The Only Way to Repeat Something is to do it Perfectly

This essay is in memory of my Uncle Joe Neyer.

Everyone knows that if you want to get better at something, you need to practice it. Less widely understood is the fact that you can’t just repeat something over and over – you need to be deliberate about improving. There’s a saying, “perfect practice makes perfect”. My Uncle Joe told me once, “if you want to do something fast, learn to do it perfectly. If you can do it perfectly, slowly, you can do it as fast as you want.”

I’ve come up with what I think is a novel explanation for this phenomena:  if you repeat an action performed imperfectly, you aren’t really repeating it.  You’re doing a bunch of actions which are similar, but not the same, and so you don’t build your skills because you haven’t really repeated anything.

For example, suppose you wish to get better at drawing circles. Let’s say you are drawing a circle with a radius of 50 pixels in a buffer of 100×100 pixels.    There’s exactly one way to do this correctly.  There are 10,000 ways to draw “something which is very close to a circle, but off by one pixel.”  Get two pixels wrong, and that number jumps up to 100,000,000 circle-like shapes you could be drawing.

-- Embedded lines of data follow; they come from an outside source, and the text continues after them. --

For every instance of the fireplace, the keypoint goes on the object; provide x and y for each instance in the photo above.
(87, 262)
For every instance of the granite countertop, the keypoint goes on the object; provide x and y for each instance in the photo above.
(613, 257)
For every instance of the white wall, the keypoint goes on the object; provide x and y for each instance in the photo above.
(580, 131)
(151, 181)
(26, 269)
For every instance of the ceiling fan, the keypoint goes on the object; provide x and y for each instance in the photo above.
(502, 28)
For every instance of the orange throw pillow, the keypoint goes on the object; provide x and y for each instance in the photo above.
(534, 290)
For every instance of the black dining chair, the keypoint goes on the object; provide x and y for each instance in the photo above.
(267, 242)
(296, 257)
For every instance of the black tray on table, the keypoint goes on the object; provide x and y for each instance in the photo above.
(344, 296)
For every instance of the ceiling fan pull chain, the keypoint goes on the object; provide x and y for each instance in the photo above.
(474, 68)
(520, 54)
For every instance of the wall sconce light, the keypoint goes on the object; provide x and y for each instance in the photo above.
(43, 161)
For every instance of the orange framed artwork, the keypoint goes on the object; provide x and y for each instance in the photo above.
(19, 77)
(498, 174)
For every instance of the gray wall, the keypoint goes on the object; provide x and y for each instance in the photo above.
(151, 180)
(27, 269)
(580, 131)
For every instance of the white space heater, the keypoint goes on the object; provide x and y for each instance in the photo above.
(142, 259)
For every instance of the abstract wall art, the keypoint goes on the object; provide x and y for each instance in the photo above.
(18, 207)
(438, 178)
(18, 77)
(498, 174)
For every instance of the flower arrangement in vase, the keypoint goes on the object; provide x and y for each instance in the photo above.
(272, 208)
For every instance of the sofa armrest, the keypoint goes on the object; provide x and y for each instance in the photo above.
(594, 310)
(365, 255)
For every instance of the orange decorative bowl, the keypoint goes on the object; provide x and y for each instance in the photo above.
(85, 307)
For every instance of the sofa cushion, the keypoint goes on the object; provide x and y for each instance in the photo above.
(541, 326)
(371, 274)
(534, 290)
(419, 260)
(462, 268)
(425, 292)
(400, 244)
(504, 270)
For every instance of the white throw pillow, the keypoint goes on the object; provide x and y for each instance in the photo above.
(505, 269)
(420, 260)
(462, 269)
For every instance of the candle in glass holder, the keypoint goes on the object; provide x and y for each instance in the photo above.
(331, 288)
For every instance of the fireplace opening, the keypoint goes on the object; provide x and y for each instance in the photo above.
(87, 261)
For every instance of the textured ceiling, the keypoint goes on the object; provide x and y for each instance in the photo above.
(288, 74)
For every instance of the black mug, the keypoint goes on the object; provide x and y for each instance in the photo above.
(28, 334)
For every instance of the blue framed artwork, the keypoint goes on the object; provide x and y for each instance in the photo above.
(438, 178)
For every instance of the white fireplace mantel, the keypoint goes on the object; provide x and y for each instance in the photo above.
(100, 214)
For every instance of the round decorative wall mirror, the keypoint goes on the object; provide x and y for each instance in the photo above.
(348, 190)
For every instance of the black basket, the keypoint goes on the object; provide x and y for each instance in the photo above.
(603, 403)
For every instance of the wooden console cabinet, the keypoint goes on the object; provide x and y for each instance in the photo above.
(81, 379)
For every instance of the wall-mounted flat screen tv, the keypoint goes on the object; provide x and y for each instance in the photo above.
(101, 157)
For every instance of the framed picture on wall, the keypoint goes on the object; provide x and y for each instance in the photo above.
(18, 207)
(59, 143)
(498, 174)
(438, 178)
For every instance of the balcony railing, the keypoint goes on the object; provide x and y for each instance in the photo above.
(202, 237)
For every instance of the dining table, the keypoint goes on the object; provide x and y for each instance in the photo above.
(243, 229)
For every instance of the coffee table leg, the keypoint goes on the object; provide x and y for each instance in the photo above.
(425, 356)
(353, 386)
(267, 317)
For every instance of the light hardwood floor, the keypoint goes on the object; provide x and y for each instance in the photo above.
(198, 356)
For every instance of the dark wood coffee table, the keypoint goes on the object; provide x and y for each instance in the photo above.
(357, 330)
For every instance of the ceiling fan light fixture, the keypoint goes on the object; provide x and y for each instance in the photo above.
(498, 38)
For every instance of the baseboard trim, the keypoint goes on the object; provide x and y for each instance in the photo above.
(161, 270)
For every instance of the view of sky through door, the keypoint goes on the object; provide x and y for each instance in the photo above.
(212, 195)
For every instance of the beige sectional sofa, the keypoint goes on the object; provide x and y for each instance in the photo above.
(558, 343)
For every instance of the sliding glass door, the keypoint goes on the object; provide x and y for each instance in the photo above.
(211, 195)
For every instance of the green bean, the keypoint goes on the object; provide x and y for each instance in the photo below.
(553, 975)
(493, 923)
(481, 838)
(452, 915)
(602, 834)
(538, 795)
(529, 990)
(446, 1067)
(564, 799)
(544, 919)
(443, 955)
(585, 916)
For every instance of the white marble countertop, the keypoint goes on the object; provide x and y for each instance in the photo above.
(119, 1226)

If you draw a perfect circle 100 times, you have drawn the same perfect circle 100 times.

If you draw an imperfect circle 100 times, you have actually drawn 100 different imperfect circles.

The band that plays in tune plays loudest. Their waveforms they create superimpose on top of each other. They add constructively.

When we practice, the actions of our past selves are in harmony with our actions in the present. Those waveforms, superimposed on each other, add up to something greater.

One thought on “The Only Way to Repeat Something is to do it Perfectly

  1. “When we practice, the actions of our past selves are in harmony with our actions in the present. Those waveforms, superimposed on each other, add up to something greater.”

    So the waveforms become stronger and stronger, reinforce the previous structure. Multiply, increase it? Don’t soundwaves build when added together, become more greatly amplified?

    Belief itself could be understood this way: a belief, in anything, is made stronger by its repetition (in one’s mind, in one’s speech, in the words spoken by others, in a cultural meme). “Breakfast is the most important meal of the day.” Is that actually the case? Has it become an encoded belief through repetition of the same words and ideas?